The flight instructor stated that they performed several maneuvers over the Chain of Lakes and during their return to PWK, flew to C81 to perform takeoffs and landings, which according to the student pilot, were discussed before the flight.
The student pilot stated that they performed two landings before a attempting a third landing at C81. One of the landings was a full stop taxi back while another was a stop and go. The third landing attempt was supposed to be a stop and go. The student pilot stated that there was no sun glare. It started getting dark, and he did not see runway lights on. The airplane was configured with full flaps during final approach. The student pilot said he knew that he maintained proper speed and altitude because the flight instructor did not “complain” about it. Before the airplane landed, the flight instructor didn’t say anything when the student pilot reduced engine power to idle. The student pilot didn’t know how many feet the airplane was above the runway when he pulled “too far back on the yoke,” which made the airplane “slow too much and drop.” The flight instructor then said “power power,” and the airplane hit hard, bounced, and banked to the right. Within several seconds, the airplane slowed down and impacted the runway. The flight instructor then applied full engine power and performed an aborted landing. He does not recall if the flight instructor told him to check the vertical speed indicator during the third approach. He was told to check the vertical speed indicator on previous approaches. They then flew back to PWK where the student pilot performed the landing which he said was “almost perfect.” After their arrival, the flight instructor looked under the airplane and checked the landing gear wheels but did not say anything so the student pilot thought the airplane was undamaged. They then went into the operator’s office and scheduled another instructional flight.

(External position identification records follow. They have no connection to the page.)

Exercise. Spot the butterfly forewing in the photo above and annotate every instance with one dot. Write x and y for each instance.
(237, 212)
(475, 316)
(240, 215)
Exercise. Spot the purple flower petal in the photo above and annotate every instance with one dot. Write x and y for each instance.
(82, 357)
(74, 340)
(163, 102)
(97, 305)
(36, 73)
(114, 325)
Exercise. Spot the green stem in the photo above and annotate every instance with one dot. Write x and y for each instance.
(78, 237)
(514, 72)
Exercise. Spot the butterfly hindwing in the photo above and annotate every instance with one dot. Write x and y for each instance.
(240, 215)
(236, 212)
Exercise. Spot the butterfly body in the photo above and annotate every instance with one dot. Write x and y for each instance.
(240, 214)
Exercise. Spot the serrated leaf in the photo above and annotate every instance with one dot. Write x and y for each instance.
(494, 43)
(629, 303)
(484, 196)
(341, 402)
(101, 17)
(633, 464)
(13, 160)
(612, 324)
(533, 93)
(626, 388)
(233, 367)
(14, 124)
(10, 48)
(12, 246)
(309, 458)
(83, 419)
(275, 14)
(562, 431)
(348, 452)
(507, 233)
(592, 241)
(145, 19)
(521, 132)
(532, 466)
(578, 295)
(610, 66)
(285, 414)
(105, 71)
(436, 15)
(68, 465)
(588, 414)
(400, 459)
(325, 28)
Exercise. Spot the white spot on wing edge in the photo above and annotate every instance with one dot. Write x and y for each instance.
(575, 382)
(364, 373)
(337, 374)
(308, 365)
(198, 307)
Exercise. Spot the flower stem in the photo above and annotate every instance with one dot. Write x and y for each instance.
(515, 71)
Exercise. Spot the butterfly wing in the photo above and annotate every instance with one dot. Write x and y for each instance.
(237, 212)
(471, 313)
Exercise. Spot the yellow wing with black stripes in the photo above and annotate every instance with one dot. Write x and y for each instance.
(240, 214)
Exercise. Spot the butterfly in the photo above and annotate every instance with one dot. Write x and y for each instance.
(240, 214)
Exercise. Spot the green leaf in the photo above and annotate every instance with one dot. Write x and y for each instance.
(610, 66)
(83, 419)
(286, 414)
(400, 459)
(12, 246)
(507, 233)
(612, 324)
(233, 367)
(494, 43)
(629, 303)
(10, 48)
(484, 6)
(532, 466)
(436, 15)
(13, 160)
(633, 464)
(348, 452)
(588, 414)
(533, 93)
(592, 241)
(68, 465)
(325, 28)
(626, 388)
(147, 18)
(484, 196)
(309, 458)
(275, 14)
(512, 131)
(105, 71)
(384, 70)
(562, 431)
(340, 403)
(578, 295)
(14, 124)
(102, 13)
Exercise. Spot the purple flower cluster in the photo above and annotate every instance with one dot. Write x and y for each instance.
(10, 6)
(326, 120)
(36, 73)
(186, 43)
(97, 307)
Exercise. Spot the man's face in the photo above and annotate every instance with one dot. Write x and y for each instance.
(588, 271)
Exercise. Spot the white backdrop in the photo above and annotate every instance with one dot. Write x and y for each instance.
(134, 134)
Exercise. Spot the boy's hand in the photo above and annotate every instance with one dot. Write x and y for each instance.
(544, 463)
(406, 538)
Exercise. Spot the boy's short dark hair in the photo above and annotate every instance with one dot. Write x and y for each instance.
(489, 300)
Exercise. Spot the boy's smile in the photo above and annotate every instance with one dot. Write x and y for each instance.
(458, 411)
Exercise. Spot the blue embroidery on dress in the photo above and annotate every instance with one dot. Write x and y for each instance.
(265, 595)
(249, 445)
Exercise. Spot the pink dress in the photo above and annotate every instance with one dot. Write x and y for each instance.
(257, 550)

The flight instructor stated that the first two landing touchdowns were “smooth.” On the base leg of the third approach for landing, the student pilot maintained an altitude of about 700 feet above ground level and was not descending. The flight instructor told him to increase his descent angle. The student pilot reduced engine power and selected full flaps. The airplane was on the extended centerline to the runway but was descending “too fast.” The flight instructor repeatedly told the student to check the vertical speed indicator while the airplane was between final and short final. The flight instructor took control of the yoke and put his hand over the student pilot’s hand which was on the throttle to push the throttle forward. The student pilot reacted by pulling the throttle backwards. The airplane “hit” the runway and bounced. The flight instructor knocked the student pilot’s hand away from the throttle control and pushed the throttle control full forward and kept the airplane in-flight. The airplane did not touch down a second time. Damage to the airplane reportedly included wing spar damage.
The accident was discovered by Federal Aviation Administration inspectors on August 29, 2008, during a base inspection of the operator due to a unrelated complaint. During that inspection, the president of the The Flight Center Inc. told inspectors of the accident.
The 1983 Beech C-23, N6664N, serial number (S/N) M2386, airplane underwent its last maintenance inspection during a 100-hour inspection dated July, 7, 2008, at a tachometer time of 5,240.1 hours and a Hobbs meter time of 5,992.6 hours. The airplane was powered by a Lycoming O-360-A4K, serial number L-30425-36A, engine.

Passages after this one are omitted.